Ah ! combien de grands talents sont renfermés dans cette étroite et funeste enceinte ! C’est donc ici seulement, à l’abri de ces tristes cyprès, que nous pourrons désormais nous entretenir avec les ombres de ces hommes illustres, de ces amis si constans, de ces compagnons assidus de nos travaux, de ces écrivains célèbres, dont la gloire nous était si chère, dont la société nous fut si douce ; et ce funèbre lieu, peuplé trop rapidement de tant d’esprits fameux, devient ainsi pour nous la seule image de ces jardins de l’académie antique, où se trouvaient réunis les orateurs les plus éloquents, les poètes les plus aimables, et les plus illustres philosophes.

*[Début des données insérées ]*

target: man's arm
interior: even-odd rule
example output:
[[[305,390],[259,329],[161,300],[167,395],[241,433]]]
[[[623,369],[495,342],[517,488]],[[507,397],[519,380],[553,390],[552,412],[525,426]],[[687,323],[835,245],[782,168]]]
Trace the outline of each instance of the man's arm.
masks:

Tombes sacrées ! vous renfermez les dépouilles mortelles de nos amis ! Mais leur gloire vivra long-temps sur la terre, leur ame existera dans le ciel, leur image restera gravée dans nos cœurs ! Nous redirons sans cesse leurs nobles vertus, leurs tendres sentimens, leurs qualités aimables qui faisaient le charme de notre vie.

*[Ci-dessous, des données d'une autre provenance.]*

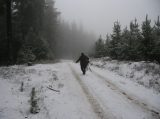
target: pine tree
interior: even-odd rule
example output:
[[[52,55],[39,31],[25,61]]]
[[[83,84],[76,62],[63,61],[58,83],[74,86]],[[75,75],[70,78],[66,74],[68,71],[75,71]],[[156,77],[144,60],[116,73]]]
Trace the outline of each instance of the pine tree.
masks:
[[[153,28],[154,48],[152,58],[160,63],[160,19],[159,16]]]
[[[142,36],[139,30],[137,19],[134,22],[130,22],[130,37],[129,37],[129,59],[136,60],[140,57],[139,43],[141,42]]]
[[[154,42],[152,38],[151,20],[148,19],[148,15],[146,15],[146,20],[142,23],[142,36],[142,55],[144,55],[144,60],[150,60]]]
[[[114,23],[111,37],[109,52],[112,58],[118,59],[121,54],[121,26],[118,21]]]

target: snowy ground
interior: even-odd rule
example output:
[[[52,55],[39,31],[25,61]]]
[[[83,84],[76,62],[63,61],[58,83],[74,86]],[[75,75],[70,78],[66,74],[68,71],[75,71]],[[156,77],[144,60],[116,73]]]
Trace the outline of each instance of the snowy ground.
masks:
[[[156,63],[120,62],[104,57],[94,59],[92,64],[160,93],[160,65]]]
[[[157,91],[107,68],[90,68],[84,76],[71,61],[0,67],[0,119],[160,119]],[[33,87],[37,114],[30,113]]]

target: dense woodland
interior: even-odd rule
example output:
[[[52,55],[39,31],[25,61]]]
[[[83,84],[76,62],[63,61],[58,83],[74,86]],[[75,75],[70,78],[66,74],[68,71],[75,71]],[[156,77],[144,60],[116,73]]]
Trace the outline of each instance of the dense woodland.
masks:
[[[96,36],[86,32],[83,25],[61,20],[54,3],[0,0],[0,65],[74,58],[80,52],[118,60],[160,62],[159,17],[151,25],[146,15],[141,25],[135,19],[124,29],[116,21],[113,32],[95,42]]]
[[[58,12],[52,0],[0,1],[0,63],[53,58]]]
[[[93,34],[62,22],[54,0],[0,1],[0,64],[21,64],[90,52]]]
[[[151,25],[146,19],[141,25],[137,19],[130,22],[129,28],[121,28],[116,21],[113,32],[101,37],[95,43],[95,57],[109,56],[112,59],[132,61],[157,61],[160,63],[160,19]]]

On sait par leurs écrits ce qui doit les faire admirer, par la postérité, on saura par nous ce qui les faisait aimer par leurs contemporains.

Eh ! quel homme réunit à un plus haut degré le talent de briller, le don de plaire, le droit d’attacher, que cet académicien distingué, que cet aimable et célèbre chevalier de Boufflers ?

Modèle de graces, de douceur, d’esprit, de bravoure, et de bonté ; la vivacité de son imagination, la variété de ses talents, l’enjouement singulier de sa verve brillante, le sel piquant de sa conversation, l’élégante facilité de ses lettres, son inimitable talent de raconter, l’esprit gracieux et original de ses poésies légères, sembleraient exiger qu’autour de sa tombe on ne vît que des fleurs, et qu’on n’entendit que des chants. Mais c’est l’amitié qui vous parle, elle ne peut que verser des larmes, elle ne veut faire entendre ici que des regrets.

Eh ! combien de pleurs ne mérite pas cet homme rare ? Je vous parlais tout-à-l’heure des qualités brillantes de son esprit, je dois plutôt vous retracer l’étendue de ses connaissances, la solidité de son jugement, et sur-tout les douces vertus de son cœur. Jamais personne n’eut plus de véritable bonté ; aux piquantes saillies de l’esprit de Voltaire, il joignait la bonhomie de Montaigne ; la nature l’avait armé de l’aiguillon le plus fin, il ne l’employa jamais pour blesser, et ne voulut pas même s’en servir comme l’abeille pour se venger, lorsque, dans les derniers temps de sa vie, quelques écrivains jaloux se permirent d’outrager sa respectable vieillesse.

Que de témoins touchans je pourrais appeler ici pour faire un juste éloge de son noble caractère !

M. de Boufflers, digne du sang illustre dont il sortait, soutint d’abord l’éclat de son nom par les armes, et mérita l’estime et l’amitié de ses braves compagnons pendant la guerre de sept ans.

Chéri dans sa jeunesse par l’ami de Charles XII, par le roi Stanislas, apprécié par Voltaire, ces deux hommes célèbres prédirent et commencèrent sa réputation littéraire.

Ornement de la cour de France, mais peu propre à l’ambition, il savait mieux mériter que demander, et l’amour des lettres l’éloigna presque toujours de la fortune.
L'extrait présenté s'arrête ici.